La arquitectura ecléctica del centenario inmueble articulaba en una graciosa armonía con el Barroco Americano del cual en la música fue Esteban Salas su gran exponente criollo.

En un período comprendido entre 1764 y mediados de 1803, aquel músico y compositor fue el maestro de capilla de la Catedral de Santiago de Cuba; allí formó cantores y ejecutantes que hicieron sonar en Cuba los primeros pentagramas provenientes de Europa.
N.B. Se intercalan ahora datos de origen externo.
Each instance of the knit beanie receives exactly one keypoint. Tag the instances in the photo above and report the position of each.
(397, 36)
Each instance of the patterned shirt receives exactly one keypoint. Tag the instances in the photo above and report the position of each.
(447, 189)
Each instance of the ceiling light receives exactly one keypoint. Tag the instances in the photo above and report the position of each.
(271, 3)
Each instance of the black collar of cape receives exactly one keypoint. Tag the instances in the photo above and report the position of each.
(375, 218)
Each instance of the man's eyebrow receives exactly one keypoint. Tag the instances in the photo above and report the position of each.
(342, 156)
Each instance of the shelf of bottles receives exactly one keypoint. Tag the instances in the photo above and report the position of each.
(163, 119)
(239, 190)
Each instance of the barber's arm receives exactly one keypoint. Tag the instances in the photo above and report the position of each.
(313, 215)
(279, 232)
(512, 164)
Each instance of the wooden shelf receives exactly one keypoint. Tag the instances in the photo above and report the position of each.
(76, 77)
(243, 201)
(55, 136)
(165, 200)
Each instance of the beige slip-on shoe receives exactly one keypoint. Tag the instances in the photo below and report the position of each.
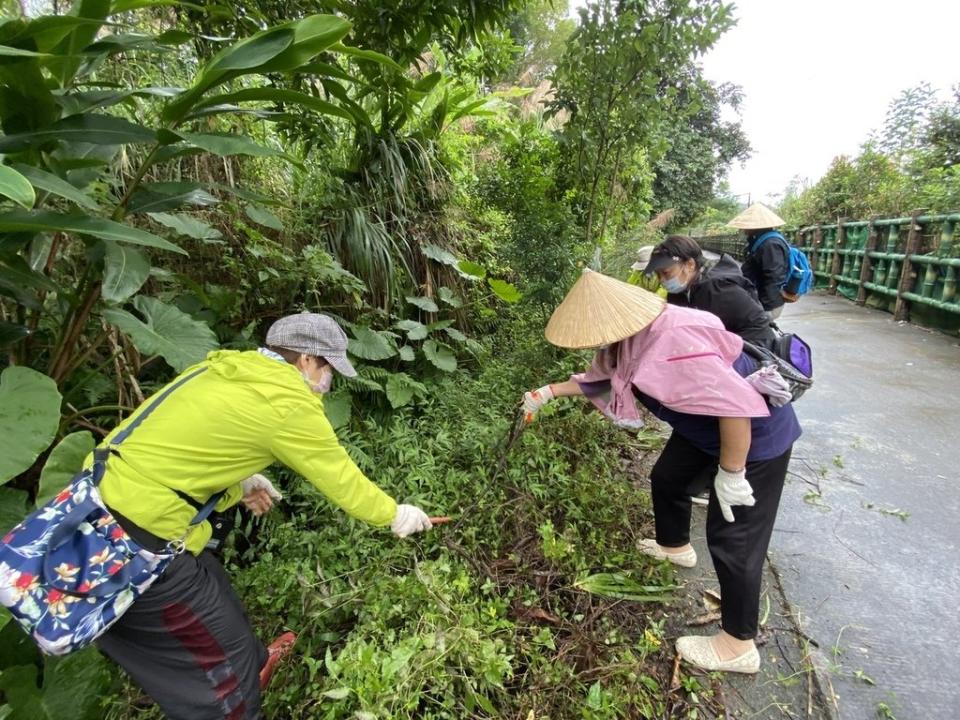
(688, 558)
(698, 650)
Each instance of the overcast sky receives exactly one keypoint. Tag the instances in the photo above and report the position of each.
(818, 76)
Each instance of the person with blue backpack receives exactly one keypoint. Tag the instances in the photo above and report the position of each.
(780, 272)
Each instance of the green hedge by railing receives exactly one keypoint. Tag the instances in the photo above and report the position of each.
(908, 266)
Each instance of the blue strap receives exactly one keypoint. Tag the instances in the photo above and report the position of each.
(125, 433)
(101, 454)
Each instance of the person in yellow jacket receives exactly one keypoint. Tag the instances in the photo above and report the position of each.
(187, 641)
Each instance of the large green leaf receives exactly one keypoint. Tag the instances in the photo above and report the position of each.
(472, 270)
(337, 406)
(66, 66)
(86, 128)
(159, 197)
(75, 103)
(187, 225)
(65, 461)
(505, 291)
(51, 183)
(440, 355)
(125, 270)
(16, 274)
(262, 216)
(73, 687)
(425, 304)
(225, 145)
(46, 221)
(7, 51)
(29, 418)
(166, 331)
(435, 252)
(16, 187)
(277, 95)
(369, 55)
(278, 49)
(128, 5)
(447, 296)
(414, 330)
(401, 388)
(371, 345)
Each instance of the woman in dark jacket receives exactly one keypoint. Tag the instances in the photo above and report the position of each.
(721, 289)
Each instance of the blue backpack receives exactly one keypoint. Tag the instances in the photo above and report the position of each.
(799, 277)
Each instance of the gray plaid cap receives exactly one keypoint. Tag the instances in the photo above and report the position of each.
(313, 334)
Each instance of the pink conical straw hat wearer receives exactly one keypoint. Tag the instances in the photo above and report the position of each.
(600, 310)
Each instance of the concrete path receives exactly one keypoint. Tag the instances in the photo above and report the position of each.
(868, 533)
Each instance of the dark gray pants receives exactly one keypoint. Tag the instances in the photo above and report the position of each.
(188, 643)
(739, 548)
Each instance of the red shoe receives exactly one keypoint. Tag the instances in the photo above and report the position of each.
(276, 651)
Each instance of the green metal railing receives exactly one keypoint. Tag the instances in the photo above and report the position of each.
(908, 266)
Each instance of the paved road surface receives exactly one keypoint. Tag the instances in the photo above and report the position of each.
(867, 540)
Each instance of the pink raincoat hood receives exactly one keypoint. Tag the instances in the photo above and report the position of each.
(683, 359)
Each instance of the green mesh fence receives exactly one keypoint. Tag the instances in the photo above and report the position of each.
(906, 266)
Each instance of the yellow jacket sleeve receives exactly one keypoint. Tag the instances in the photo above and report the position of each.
(305, 442)
(231, 496)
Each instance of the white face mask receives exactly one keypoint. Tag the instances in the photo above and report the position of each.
(323, 383)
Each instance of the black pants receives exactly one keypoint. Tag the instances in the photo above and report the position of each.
(188, 643)
(739, 548)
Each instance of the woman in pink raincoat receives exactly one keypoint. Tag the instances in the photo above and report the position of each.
(688, 371)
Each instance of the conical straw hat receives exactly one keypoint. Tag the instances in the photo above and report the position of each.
(600, 310)
(756, 217)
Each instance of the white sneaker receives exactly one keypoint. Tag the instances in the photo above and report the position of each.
(698, 650)
(687, 558)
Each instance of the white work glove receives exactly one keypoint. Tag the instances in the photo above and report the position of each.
(732, 488)
(769, 382)
(408, 520)
(534, 400)
(259, 494)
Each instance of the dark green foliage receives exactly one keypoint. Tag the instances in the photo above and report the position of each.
(700, 146)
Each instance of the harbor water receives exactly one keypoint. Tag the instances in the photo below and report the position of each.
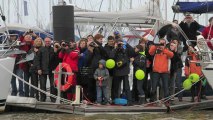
(174, 115)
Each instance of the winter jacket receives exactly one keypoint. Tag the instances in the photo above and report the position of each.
(161, 62)
(101, 73)
(33, 62)
(208, 35)
(71, 58)
(140, 61)
(173, 34)
(191, 32)
(94, 57)
(45, 60)
(82, 58)
(122, 57)
(109, 52)
(192, 67)
(26, 47)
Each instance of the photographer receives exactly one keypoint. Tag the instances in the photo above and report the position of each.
(176, 67)
(122, 69)
(96, 52)
(44, 62)
(70, 55)
(31, 33)
(161, 65)
(190, 28)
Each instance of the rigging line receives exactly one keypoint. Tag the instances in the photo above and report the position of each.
(16, 6)
(100, 5)
(39, 15)
(42, 91)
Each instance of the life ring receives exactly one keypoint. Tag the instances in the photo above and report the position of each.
(68, 82)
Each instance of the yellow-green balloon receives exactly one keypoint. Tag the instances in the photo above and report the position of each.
(187, 84)
(110, 63)
(194, 77)
(139, 74)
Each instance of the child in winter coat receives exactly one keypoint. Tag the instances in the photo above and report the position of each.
(192, 67)
(101, 76)
(139, 62)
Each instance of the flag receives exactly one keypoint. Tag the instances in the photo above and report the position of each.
(25, 9)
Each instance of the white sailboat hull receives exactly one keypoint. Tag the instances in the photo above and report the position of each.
(5, 78)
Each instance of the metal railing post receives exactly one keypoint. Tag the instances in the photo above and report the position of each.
(59, 83)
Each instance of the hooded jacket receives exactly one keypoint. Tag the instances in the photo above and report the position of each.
(71, 58)
(192, 67)
(101, 73)
(161, 62)
(208, 35)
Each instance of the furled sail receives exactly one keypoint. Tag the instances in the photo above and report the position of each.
(193, 7)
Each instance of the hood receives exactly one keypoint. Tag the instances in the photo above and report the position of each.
(103, 62)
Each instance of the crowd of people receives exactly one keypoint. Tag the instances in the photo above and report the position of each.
(87, 59)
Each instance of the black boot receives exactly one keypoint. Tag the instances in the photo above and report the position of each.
(142, 100)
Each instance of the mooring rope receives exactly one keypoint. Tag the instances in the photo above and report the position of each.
(40, 90)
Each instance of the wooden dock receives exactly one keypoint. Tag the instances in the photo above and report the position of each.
(83, 109)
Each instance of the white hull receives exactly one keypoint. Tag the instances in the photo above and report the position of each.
(5, 78)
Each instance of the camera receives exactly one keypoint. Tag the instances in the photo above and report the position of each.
(120, 45)
(92, 44)
(159, 44)
(117, 37)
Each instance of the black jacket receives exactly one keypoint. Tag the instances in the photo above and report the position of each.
(109, 55)
(46, 60)
(122, 55)
(94, 57)
(190, 31)
(139, 62)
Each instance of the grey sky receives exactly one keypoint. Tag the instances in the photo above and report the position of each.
(44, 12)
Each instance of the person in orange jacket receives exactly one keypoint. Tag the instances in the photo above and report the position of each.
(192, 67)
(161, 67)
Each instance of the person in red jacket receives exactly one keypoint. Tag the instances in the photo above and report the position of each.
(161, 67)
(70, 55)
(192, 67)
(208, 33)
(23, 68)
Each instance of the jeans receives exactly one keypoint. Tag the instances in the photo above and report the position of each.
(156, 78)
(23, 88)
(179, 82)
(140, 87)
(43, 83)
(109, 87)
(34, 82)
(173, 77)
(126, 87)
(102, 93)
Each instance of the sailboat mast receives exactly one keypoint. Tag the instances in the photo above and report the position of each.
(110, 8)
(3, 5)
(50, 12)
(165, 9)
(17, 12)
(120, 5)
(8, 12)
(60, 2)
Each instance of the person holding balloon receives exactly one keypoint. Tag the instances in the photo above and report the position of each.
(161, 65)
(191, 66)
(139, 64)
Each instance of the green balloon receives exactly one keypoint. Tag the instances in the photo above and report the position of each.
(187, 84)
(139, 74)
(194, 77)
(110, 63)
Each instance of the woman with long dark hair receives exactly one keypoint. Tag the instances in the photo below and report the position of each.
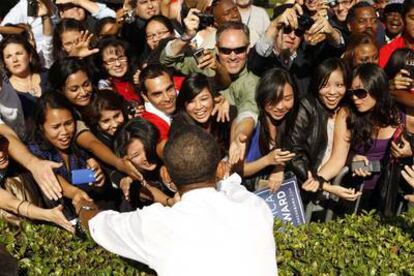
(53, 138)
(71, 78)
(24, 73)
(312, 134)
(266, 157)
(195, 105)
(115, 66)
(364, 129)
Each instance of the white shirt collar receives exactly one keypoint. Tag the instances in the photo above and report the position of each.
(149, 107)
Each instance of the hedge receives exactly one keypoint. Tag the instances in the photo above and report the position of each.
(362, 245)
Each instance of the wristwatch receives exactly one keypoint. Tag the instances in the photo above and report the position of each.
(87, 208)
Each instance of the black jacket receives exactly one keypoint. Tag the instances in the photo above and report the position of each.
(308, 137)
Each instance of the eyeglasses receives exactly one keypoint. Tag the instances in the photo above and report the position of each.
(289, 30)
(360, 93)
(336, 3)
(156, 35)
(112, 61)
(228, 51)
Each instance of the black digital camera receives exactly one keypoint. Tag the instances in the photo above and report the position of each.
(32, 8)
(206, 19)
(305, 21)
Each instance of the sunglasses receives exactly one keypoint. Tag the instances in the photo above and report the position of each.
(360, 93)
(228, 51)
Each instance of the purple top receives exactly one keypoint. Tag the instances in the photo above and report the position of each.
(376, 152)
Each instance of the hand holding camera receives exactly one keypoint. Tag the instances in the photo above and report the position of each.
(39, 8)
(362, 167)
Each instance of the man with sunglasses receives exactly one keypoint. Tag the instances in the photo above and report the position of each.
(283, 45)
(340, 9)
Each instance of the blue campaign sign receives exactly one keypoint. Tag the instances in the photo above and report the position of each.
(285, 203)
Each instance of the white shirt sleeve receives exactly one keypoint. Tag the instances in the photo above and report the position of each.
(18, 14)
(120, 233)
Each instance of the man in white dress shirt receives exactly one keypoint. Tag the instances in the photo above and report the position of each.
(222, 230)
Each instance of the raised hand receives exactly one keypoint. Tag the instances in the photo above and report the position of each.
(56, 216)
(222, 108)
(42, 171)
(237, 149)
(99, 175)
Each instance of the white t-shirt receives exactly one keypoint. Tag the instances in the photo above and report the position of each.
(209, 232)
(11, 111)
(257, 20)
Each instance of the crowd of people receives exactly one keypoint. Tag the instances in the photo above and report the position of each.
(114, 87)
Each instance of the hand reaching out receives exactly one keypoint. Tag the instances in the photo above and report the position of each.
(279, 157)
(99, 175)
(81, 47)
(237, 149)
(125, 185)
(275, 180)
(222, 108)
(56, 216)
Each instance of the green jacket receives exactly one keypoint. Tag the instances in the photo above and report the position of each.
(184, 64)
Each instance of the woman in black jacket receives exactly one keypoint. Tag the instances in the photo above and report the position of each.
(311, 137)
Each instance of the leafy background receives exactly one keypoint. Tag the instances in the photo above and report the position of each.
(354, 245)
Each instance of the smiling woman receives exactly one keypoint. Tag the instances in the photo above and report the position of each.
(22, 66)
(266, 157)
(195, 105)
(116, 69)
(53, 138)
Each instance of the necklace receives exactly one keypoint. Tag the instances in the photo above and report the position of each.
(26, 85)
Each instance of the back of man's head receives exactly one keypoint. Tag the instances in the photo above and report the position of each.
(152, 71)
(191, 156)
(352, 11)
(408, 5)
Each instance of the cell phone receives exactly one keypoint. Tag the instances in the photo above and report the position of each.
(373, 166)
(409, 64)
(32, 8)
(83, 176)
(129, 16)
(398, 134)
(198, 54)
(206, 19)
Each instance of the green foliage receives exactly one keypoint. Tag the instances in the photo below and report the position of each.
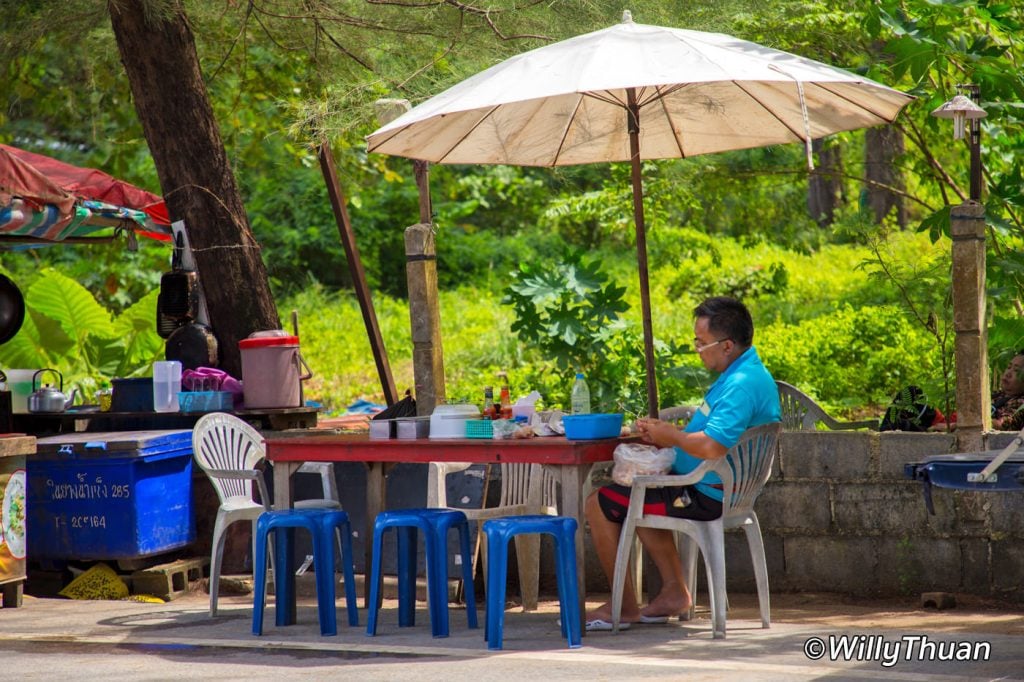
(567, 311)
(67, 329)
(851, 357)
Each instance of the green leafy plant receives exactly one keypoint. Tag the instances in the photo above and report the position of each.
(67, 329)
(566, 311)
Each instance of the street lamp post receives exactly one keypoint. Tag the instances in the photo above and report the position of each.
(967, 228)
(963, 109)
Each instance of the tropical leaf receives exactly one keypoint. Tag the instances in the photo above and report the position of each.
(71, 304)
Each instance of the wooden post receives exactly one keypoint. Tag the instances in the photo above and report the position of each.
(358, 274)
(421, 274)
(424, 316)
(974, 413)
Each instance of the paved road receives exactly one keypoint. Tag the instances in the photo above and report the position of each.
(50, 639)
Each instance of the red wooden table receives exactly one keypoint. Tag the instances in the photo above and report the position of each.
(570, 460)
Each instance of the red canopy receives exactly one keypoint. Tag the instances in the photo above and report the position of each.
(40, 178)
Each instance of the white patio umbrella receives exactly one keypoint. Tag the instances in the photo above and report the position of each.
(632, 92)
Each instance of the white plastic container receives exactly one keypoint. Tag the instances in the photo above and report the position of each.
(449, 421)
(166, 385)
(19, 385)
(271, 370)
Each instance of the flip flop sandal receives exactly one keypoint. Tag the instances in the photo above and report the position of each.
(600, 625)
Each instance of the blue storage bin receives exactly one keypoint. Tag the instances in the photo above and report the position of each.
(110, 496)
(591, 427)
(131, 394)
(206, 400)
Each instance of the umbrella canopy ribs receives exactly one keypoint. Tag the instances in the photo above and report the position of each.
(634, 92)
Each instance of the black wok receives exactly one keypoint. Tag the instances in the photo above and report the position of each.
(11, 308)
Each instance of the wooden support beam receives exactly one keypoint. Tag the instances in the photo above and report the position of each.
(357, 272)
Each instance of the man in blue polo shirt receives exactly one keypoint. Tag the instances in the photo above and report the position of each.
(743, 395)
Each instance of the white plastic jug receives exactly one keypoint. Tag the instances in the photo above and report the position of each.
(19, 385)
(166, 384)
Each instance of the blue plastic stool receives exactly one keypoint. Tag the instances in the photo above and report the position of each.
(435, 524)
(323, 525)
(499, 531)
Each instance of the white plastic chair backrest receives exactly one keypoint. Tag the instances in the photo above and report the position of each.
(745, 468)
(222, 441)
(522, 483)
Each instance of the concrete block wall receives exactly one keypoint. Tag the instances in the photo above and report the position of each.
(839, 515)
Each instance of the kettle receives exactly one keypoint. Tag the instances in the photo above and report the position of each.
(47, 398)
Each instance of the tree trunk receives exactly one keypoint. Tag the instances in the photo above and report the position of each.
(824, 186)
(160, 58)
(882, 145)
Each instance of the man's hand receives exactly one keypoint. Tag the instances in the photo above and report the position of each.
(664, 434)
(657, 432)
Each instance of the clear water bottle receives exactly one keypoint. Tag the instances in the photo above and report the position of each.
(581, 395)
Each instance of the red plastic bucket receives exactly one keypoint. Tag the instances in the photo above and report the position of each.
(271, 371)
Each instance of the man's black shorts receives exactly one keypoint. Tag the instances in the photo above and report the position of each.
(678, 502)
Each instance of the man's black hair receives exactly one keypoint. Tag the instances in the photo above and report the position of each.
(727, 318)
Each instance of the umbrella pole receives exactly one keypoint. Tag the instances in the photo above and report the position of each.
(633, 121)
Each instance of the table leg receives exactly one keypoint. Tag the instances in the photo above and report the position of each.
(376, 488)
(283, 483)
(573, 478)
(283, 555)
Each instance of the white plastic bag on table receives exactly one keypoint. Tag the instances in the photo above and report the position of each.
(633, 459)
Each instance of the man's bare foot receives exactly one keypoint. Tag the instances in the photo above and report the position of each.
(667, 605)
(603, 612)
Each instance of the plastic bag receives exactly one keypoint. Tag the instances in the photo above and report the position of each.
(638, 460)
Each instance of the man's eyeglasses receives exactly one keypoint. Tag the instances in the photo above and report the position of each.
(697, 348)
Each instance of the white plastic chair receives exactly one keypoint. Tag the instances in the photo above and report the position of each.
(229, 451)
(801, 413)
(526, 488)
(743, 470)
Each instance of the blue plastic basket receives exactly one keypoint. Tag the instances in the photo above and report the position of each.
(479, 428)
(592, 427)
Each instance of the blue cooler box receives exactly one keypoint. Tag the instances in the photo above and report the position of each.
(110, 496)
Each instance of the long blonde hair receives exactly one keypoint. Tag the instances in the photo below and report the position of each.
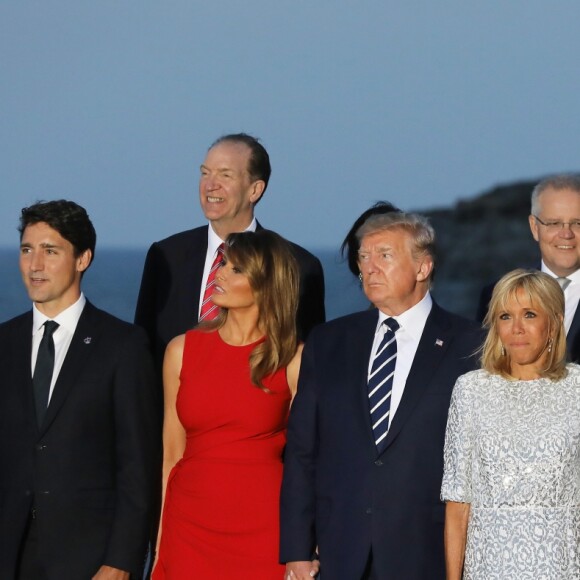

Nacido en La Habana el día mismo de la Navidad de 1725, a la edad de ocho años se unió al Coro de la Iglesia Parroquial Mayor de La Habana, exhibiendo como tiple su aguda voz infantil. Allí aprendió a tocar el violín y el órgano al tiempo que recibió clases de música.

En febrero de 1764 arribó a Santiago de Cuba, donde fue designado, un año antes, maestro de capilla, por disposición del Obispo Pedro Agustín Morell de Santa Cruz.

Con la irrupción de Esteban Salas en los predios eclesiales santiagueros, se descorrió el velo que dio a conocer a semejante talento musical cubano. Nuestra música se abrió paso; es el primer compositor de cuya música existe testimonio.

Debemos al escritor e investigador Alejo Carpentier el encuentro con la música de Salas, un hombre desconocido u olvidado durante más de siglo y medio; fue así como se supo que lo escrito en el pentagrama por aquel habanero radicado en la urbe santiaguera, forma parte del acervo de la cultura universal.

Misas, villancicos, motetes, salves y autos sacramentales engrosan el patrimonio musical cubano aportado por Esteban Salas. Música orquestal, para solistas con o sin orquesta fueron frutos del quehacer de un artista que componía sin descanso y con destreza.

Gran parte de su obra se conserva en las excelentes grabaciones del grupo Ars Longa. Disfrutarla equivale a viajar con la imaginación por aquellos tiempos, cuando la música cubana hizo su despunte definitivo.

Música sacra con el sello de lo barroco y lo clásico; música de época que escribió para todos los tiempos. Deleitarnos con la «Cantada a dúo con violines» o «La Pasión de Nuestro Señor Jesucristo» basta para sentir el orgullo de haber contado con semejante músico primado quien dejó de existir hace 213 años un día como hoy, 14 de julio, en 1803.